Rousset François, Leblois Raphaël
Université, Montpellier 2, CNRS, Institut des Sciences de l'Evolution, France.
Mol Biol Evol. 2007 Dec;24(12):2730-45. doi: 10.1093/molbev/msm206. Epub 2007 Sep 24.
We evaluate the performance of maximum likelihood (ML) analysis of allele frequency data in a linear array of populations. The parameters are a mutation rate and either the dispersal rate in a stepping stone model or a dispersal rate and a scale parameter in a geometric dispersal model. An approximate procedure known as maximum product of approximate conditional (PAC) likelihood is found to perform as well as ML. Mis-specification biases may occur because the importance sampling algorithm is formally defined in term of mutation and migration rates scaled by the total size of the population, and this size may differ widely in the statistical model and in reality. As could be expected, ML generally performs well when the statistical model is correctly specified. Otherwise, mutation rate estimates are much closer to mutation probability scaled by number of demes in the statistical model than scaled by number of demes in reality when mutation probability is high and dispersal is most limited. This mis-specification bias actually has practical benefits. However, opposite results are found in opposite conditions. Migration rate estimates show roughly similar trends, but they may not always be easily interpreted as low-bias estimates of dispersal rate under any scaling. Estimation of the dispersal scale parameter is also affected by mis-specification of the number of demes, and the different biases compensate each other in such a way that good estimation of the so-called neighborhood size (or more precisely the product of population density and mean-squared parent-offspring dispersal distance) is achieved. Results congruent with these findings are found in an application to a damselfly data set.
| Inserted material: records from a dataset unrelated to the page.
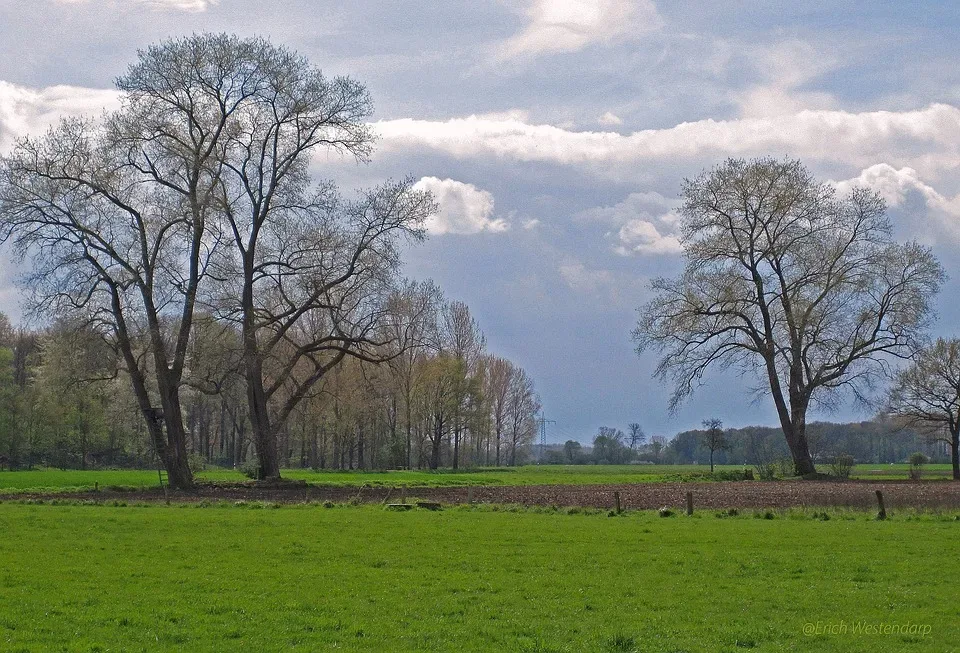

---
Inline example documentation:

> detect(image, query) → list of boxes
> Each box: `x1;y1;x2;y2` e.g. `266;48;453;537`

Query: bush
910;451;930;481
773;458;797;478
187;453;207;474
830;453;855;478
240;457;260;480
我们评估了在呈线性排列的种群中等位基因频率数据的最大似然(ML)分析的性能。参数包括一个突变率,以及在踏脚石模型中的扩散率,或者在几何扩散模型中的扩散率和一个尺度参数。结果发现一种被称为近似条件似然最大乘积(PAC)似然的近似方法与ML的性能相当。可能会出现模型误设偏差,因为重要性抽样算法是根据按种群总大小缩放的突变率和迁移率正式定义的,而种群大小在统计模型和实际情况中可能有很大差异。不出所料,当统计模型被正确设定时,ML通常表现良好。否则,当突变概率较高且扩散最受限时,突变率估计值更接近于按统计模型中的deme数量缩放的突变概率,而不是按实际中的deme数量缩放的突变概率。这种模型误设偏差实际上有实际好处。然而,在相反的条件下会得到相反的结果。迁移率估计值显示出大致相似的趋势,但在任何缩放情况下,它们可能并不总是容易被解释为扩散率的低偏差估计值。扩散尺度参数的估计也受到deme数量模型误设的影响,并且不同的偏差相互补偿,从而实现对所谓邻域大小(或更准确地说是种群密度与亲子平均平方扩散距离的乘积)的良好估计。在对豆娘数据集的应用中发现了与这些发现一致的结果。